Today is one of those days. I feel restless, wound up, stuck in quicksand, caged. Perhaps I feel like this because I’ve been stuck in a routine for too long. Perhaps I feel like this because I haven’t been out of town in too long. Perhaps I feel like this because last night I was reading Angela Tung’s memoir and although her experience teaching abroad in China was full of culture shock and homesickness, it only made me yearn for foreign land and clashing cultures. Perhaps I need to stop eating lunch at Panera every day–it just happens to be the closest restaurant to my French class that provides internet.
I yearn for travel, for the unknown, for the unexpected. I yearn to be Rebecca, responsibilities postponed indefinitely. Rebecca, passions unbridled. Rebecca, because she darn well feels like it. I know, immature of me, right? How naïve of me, right? Oh, there’s no way I’d just take off right now. There was a time when I would have, would have said to heck with this all and fled without glancing back. No, I’m not that person anymore. But I miss her sometimes.
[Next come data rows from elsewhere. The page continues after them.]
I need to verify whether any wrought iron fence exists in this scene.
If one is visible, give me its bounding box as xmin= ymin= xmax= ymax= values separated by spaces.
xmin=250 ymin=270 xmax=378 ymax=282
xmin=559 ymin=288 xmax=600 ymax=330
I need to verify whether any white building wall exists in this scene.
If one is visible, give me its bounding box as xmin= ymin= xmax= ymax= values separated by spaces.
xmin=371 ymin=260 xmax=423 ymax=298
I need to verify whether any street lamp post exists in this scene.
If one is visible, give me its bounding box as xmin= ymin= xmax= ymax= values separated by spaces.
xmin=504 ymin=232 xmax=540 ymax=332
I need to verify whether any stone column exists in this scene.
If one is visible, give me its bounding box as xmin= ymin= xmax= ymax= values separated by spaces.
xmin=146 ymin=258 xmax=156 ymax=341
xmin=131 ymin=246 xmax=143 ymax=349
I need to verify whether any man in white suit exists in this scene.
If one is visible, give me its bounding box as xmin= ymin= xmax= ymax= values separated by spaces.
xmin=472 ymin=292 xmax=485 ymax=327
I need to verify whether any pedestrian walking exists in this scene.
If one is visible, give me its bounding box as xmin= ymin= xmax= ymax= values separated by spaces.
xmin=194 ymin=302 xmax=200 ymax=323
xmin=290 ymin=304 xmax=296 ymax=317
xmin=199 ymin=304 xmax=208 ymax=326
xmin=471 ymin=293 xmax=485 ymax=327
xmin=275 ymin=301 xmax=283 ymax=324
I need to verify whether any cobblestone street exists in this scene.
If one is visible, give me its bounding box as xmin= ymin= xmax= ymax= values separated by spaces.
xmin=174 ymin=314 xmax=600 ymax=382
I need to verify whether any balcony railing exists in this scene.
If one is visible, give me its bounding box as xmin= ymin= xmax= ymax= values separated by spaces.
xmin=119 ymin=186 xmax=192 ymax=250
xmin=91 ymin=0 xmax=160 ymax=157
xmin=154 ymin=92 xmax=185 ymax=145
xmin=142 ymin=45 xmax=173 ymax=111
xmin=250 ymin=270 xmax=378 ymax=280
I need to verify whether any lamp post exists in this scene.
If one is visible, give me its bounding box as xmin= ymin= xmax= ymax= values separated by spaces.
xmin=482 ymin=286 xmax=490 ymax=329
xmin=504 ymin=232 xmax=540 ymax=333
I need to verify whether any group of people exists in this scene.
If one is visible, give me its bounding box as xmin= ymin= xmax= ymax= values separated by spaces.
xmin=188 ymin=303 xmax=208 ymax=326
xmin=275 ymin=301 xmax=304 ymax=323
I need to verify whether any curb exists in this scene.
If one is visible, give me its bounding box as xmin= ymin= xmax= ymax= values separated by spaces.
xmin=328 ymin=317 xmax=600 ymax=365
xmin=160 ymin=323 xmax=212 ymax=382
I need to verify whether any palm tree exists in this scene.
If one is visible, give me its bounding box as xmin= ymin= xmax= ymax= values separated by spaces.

I miss being able to drop the chains society forces upon me. I miss being able to wear my own skin and nothing more. I miss being able to follow my whims. Clearly, I just miss being a kid. Clearly, I’m 5’5” (okay fine, 5’4.5”), 19 years old (as of last week), and running my own business—not a kid at all. There’s a kid in me, though. I wonder: when is it okay to let yourself be a kid? When is it okay to relinquish your responsibilities, if for only a day? Does all that end once you hit adulthood?
Those of you who have traveled the road of adulthood longer than I, tell me: when do you get to be a kid? Please don’t say never; I think I would be quite devastated.